Tuesday, September 15, 2009

Dalcroze: the personal connection

So why is the work of Emile Jacques-Dalcroze important to me personally? This is a critical point in my research, as my motivation to study the work of the Swiss composer/educator hinges on this attachment.

First of all, I have intuitively felt that my own plight as a composer and musician in the late 20th/early 21st century must still be seen in the context of the cultural catastrophe of the late 19th century. Rather than transitioning from one era to the next as composers of the past transitioned in widespread consensus from the ideals of the Baroque to those of the Classical and then the Romantic, there has been no clear trend at all in the century following the collapse of tonality except for the uncomfortable obsession with our relationship to the past, manifested in preservation, imitation, fragmentation, destruction, evasion and purposeful ambivalence. Little seems to have been resolved except for the slow resignation to the fact that the past is indeed gone and that the sun will rise tomorrow and the next day on an uncertain landscape. I look to the twilight moments of the Common Practice in much the way residents of Pompeii must have looked at the rumbling mountain in the distance - my fortunes and frustrations are tied deeply to it.

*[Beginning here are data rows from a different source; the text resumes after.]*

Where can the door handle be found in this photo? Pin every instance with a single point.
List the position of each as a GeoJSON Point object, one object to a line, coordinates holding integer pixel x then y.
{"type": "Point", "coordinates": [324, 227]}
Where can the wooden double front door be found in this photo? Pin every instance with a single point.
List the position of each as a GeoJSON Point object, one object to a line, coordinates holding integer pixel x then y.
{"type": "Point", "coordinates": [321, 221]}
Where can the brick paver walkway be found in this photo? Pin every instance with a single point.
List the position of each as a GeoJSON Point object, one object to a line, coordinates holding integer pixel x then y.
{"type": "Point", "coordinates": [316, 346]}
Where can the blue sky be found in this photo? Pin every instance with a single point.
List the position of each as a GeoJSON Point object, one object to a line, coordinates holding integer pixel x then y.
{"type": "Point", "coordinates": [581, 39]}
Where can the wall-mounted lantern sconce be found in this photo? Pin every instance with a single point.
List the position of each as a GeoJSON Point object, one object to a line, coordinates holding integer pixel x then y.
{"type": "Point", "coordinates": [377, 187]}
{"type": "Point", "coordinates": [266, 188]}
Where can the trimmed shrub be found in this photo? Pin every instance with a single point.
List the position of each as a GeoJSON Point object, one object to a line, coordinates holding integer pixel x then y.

The life and work of Emile Jacques-Dalcroze coincides precisely with this transitional era. Born in 1865, he stood to inherit the legacy of Brahms and the great Romantics, but reached maturity as a musician just as the whole tonal paradigm unraveled. Furthermore, his Swiss background and personal interests fostered a taste for folk songs which, with their modal vitality, manifested a quiet assault on the Beethovenian tonal archetype from every corner of Europe. Jacques-Dalcroze seemed almost ambivalent to the chaos of early modernism as he created his Rhythmique amid the turbulence of cultural upheaval and the violence of war. His idea of human musicality was to be universal, and the role of the physical body in movement and space as a parallel to and even the source of music would transcend the abrupt difference between the music of the past and the music of the future. The biographical aspects of Jacques-Dalcroze's life in music that contribute directly to the nature of his method are 1.) his ambivalence to the supremacy of the Common Practice, 2.) his relationship to exotic, non-Western ideas and 3.) his theory of time, space and energy which unite the body to music which related directly to scientific ideas of the turn of the century.

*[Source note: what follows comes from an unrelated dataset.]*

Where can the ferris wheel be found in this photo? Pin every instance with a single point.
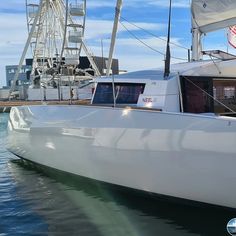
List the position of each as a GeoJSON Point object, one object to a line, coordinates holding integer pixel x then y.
{"type": "Point", "coordinates": [56, 38]}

But studying the significance of Emile Jacques-Dalcroze's work does not end in simply identifying the sources of his inspiration or even in studying his actual activities in disseminating the method. Dalcroze died in 1950 at the age of 85. By that point the method had already been brought to many other cities and countries including the United States, and a rigorous process of training and certifying teachers was already in place, centralized in the Geneva school. Jacques-Dalcroze's work had therefore already become a large scale collaboration at the time of his death and continued to flourish for the next 59 years until the present day, dealing with every kind of difference in institutions, style, politics, culture and personality it would encounter. Designed for flexibility and self-correction, the 'method' is really an approach in the hands of trained facilitators who have "experienced" how it works to explore the human essence of music, to shape it and be shaped by it.

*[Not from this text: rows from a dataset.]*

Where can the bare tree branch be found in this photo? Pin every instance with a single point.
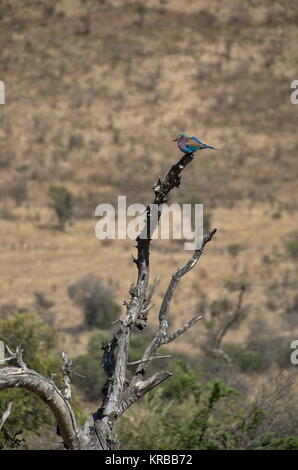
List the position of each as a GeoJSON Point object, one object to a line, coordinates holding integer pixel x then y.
{"type": "Point", "coordinates": [119, 394]}
{"type": "Point", "coordinates": [162, 336]}
{"type": "Point", "coordinates": [17, 355]}
{"type": "Point", "coordinates": [6, 414]}
{"type": "Point", "coordinates": [66, 374]}
{"type": "Point", "coordinates": [139, 292]}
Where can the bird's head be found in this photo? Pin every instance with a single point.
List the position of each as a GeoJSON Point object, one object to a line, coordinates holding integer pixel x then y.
{"type": "Point", "coordinates": [180, 137]}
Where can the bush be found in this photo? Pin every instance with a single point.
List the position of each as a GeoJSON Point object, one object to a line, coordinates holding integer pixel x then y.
{"type": "Point", "coordinates": [246, 359]}
{"type": "Point", "coordinates": [61, 200]}
{"type": "Point", "coordinates": [96, 301]}
{"type": "Point", "coordinates": [28, 413]}
{"type": "Point", "coordinates": [212, 415]}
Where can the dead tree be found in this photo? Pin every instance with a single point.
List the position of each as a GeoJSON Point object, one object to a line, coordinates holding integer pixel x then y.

As a composer in 2009, I struggle with a great many conflicts and uncertainties. In addition to the long disconnection from the canonical past and estrangement to the institutions which conserve the powerful but crushing legacy of the past, I face new challenges as well. "Classical" music has recently become the subject of never before seen criticism, probing its once held to be absolute and apolitical content. Gender signification, ethics of appropriation of ethnic music, class struggles and the wake of the Cold War have all raised serious questions about the music that comes down to me and the music I do and will produce. I could easily look at the dwindling audiences, the mounting criticism, the Quixotic Conservatory and irrelevance of contemporary music and choose to throw up my hands in dismay at the futility of persisting as an exponent of the classical tradition as a useless, shriveled Sybil. But when I put aside the cruel demands of 19th century progressivism for a moment, I feel a simple urgency to engage in some visceral activity so fundamental to the core of being human it seems silly to even imagine its "utility" or purpose. Jaques-Dalcroze's approach was not merely observational, meant to draw remarkable connections and say "look, there it is, isn't that interesting?" Rather, he had a distinct humanistic objective which forms the kernel of his observations, solutions, method and legacy. In Dalcroze I find kinship in frustration, idealism and pragmaticism in confronting the musical reality of today. The formation and development of his method, both during and after his lifetime, is not a panacea to fix everything that is wrong with music and education today with a few drops of a magic cordial, but is for me a useful thread into the labyrinth of understanding music and how I relate to it.